Bottom Line: Blue Light Matters

And it’s dangerous. It’s more important than ever to be aware of screen time and take preventative measures to protect ourselves from blue light. Researchers have estimated that working from home during the pandemic has increased workdays by about three hours. Parents have to take strategic breaks during the day to entertain and educate their children, which means signing back on at night to finish their to-do list and answer emails.

The good news in all of this? You can control your exposure to blue light with a few best practices. The short answer is to decrease the blue light exposure before bed and increase it first thing in the morning. While the best strategy is to unplug two hours before bedtime, that answer just isn’t practical for most of us. The world is more reliant on digital devices than ever, and asking it to go back is a losing battle.

Luckily, there are already some easy and impactful measures we can take to counteract many of the negative effects of blue light.  But this starts with realizing there is a problem that we need to do something about.

Step 1: Cover your screens.  The vast majority of the “blue light blocking” glasses are garbage.  Dr. Kara Hartl has reviewed countless products and companies and strongly endorses the screen protectors from Reticare (www.reticare.com).  This company was founded by scientists and has validated the protective effects with clinical studies using both retinal cell cultures and animal models.  Their product works and they have the science to prove it.  Use the promo code drkara for a 10% discount and 10% more gets donated to the educational initiative.

Step 2: Eat a healthy diet that includes foods rich in Lutein and Zeaxanthin.  These are pigments that are absorbed by our eyes and protect you from the harmful energy in blue lights.  You have to eat them, your body doesn’t make them.  Foods such as kale, spinach, Swiss chard, sweet potatoes, butternut squash, egg yolks are great examples.  Alternatively, you can purchase these supplements in most stores as they are recommended to help patients with macular degeneration protect their eyes.

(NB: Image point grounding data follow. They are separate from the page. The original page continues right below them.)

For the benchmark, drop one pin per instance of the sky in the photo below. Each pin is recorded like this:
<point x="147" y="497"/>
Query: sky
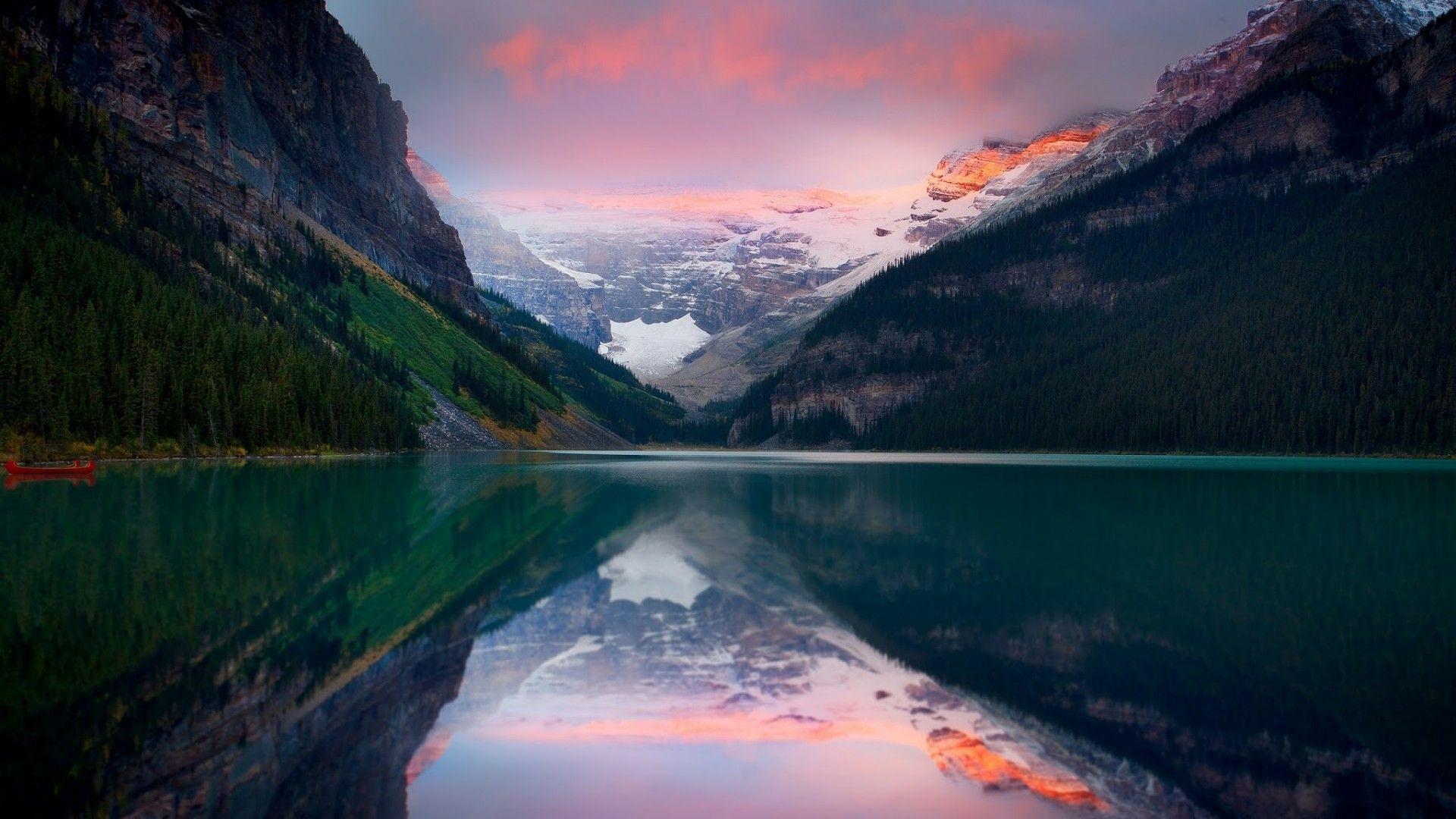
<point x="851" y="95"/>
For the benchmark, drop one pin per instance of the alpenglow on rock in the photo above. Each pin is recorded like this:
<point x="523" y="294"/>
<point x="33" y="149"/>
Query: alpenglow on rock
<point x="1279" y="37"/>
<point x="501" y="262"/>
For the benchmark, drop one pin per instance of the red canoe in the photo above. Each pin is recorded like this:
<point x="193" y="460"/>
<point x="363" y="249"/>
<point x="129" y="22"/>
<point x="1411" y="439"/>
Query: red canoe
<point x="74" y="468"/>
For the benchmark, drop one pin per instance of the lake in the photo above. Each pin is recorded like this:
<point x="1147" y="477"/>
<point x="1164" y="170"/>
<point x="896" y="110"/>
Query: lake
<point x="721" y="634"/>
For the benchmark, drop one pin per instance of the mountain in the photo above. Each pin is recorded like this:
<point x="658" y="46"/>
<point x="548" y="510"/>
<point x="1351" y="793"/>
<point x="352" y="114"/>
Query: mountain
<point x="683" y="637"/>
<point x="258" y="112"/>
<point x="705" y="290"/>
<point x="501" y="262"/>
<point x="240" y="169"/>
<point x="1280" y="280"/>
<point x="1280" y="37"/>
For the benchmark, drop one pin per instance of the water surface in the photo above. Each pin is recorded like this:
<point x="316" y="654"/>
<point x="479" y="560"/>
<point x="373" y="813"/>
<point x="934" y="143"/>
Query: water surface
<point x="734" y="634"/>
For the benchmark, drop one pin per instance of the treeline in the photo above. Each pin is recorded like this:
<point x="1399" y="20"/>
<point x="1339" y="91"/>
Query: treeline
<point x="503" y="401"/>
<point x="1316" y="321"/>
<point x="634" y="410"/>
<point x="128" y="324"/>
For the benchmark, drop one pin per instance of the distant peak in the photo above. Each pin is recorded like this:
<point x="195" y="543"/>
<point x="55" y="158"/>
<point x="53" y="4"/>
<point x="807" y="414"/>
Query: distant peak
<point x="963" y="172"/>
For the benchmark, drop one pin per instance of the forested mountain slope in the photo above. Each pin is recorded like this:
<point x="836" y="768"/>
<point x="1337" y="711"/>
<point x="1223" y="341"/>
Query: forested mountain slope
<point x="137" y="324"/>
<point x="1282" y="281"/>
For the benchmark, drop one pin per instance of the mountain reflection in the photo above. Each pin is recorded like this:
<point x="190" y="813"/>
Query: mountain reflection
<point x="695" y="640"/>
<point x="261" y="637"/>
<point x="721" y="635"/>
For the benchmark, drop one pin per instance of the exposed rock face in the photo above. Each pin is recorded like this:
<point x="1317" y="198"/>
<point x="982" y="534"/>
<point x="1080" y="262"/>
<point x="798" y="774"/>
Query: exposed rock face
<point x="1343" y="120"/>
<point x="500" y="261"/>
<point x="256" y="112"/>
<point x="971" y="171"/>
<point x="962" y="191"/>
<point x="1280" y="37"/>
<point x="755" y="268"/>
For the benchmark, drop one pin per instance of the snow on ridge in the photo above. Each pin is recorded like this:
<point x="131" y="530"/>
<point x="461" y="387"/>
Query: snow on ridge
<point x="654" y="350"/>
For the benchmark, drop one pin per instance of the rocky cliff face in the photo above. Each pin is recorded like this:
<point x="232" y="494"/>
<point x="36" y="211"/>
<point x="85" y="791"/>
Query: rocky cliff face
<point x="1280" y="37"/>
<point x="967" y="172"/>
<point x="1338" y="120"/>
<point x="258" y="112"/>
<point x="500" y="261"/>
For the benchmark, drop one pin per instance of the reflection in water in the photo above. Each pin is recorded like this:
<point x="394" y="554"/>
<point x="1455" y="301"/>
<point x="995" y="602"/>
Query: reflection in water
<point x="696" y="640"/>
<point x="261" y="637"/>
<point x="733" y="634"/>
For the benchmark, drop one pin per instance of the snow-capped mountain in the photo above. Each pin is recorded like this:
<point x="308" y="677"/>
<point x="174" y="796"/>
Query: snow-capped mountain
<point x="679" y="270"/>
<point x="688" y="643"/>
<point x="501" y="262"/>
<point x="1280" y="37"/>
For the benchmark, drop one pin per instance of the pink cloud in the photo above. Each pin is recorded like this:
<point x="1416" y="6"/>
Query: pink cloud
<point x="761" y="47"/>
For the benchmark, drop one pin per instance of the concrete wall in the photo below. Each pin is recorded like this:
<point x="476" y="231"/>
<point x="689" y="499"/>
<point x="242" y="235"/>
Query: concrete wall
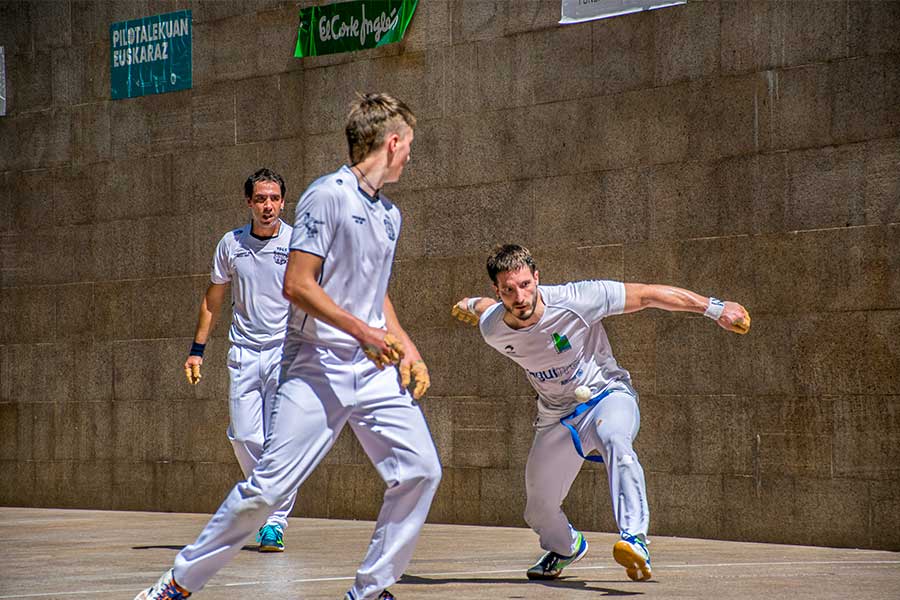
<point x="749" y="150"/>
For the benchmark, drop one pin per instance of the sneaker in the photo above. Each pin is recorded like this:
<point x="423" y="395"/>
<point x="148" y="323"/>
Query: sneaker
<point x="631" y="552"/>
<point x="165" y="589"/>
<point x="384" y="595"/>
<point x="270" y="538"/>
<point x="551" y="564"/>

Step 3: You MUST use yellow glasses at night.  The regular screen covers are good, but your melatonin pathways need more.  There are many commercially available blue blocking glasses that work wonderfully, but they are all very, very yellow.  If you put on the glasses and can still see the color blue, it’s not actually blocking the blue light.  Amazon has several versions, but another product with much higher quality optics, which has excellent science behind it, is Melanin Products (www.melaninproducts.com).  They are expensive and I have no promo code yet, but these are an actual medical device with scientific studies to substantiate the results.

Step 4: Get sunlight in the morning.  If you live in Alaska like I do, get full spectrum light in the morning to supplement your lack of natural sunlight.  This will help keep that circadian rhythm on track.  Also, get your kids outside during the daylight.  It prevents myopia (nearsightedness).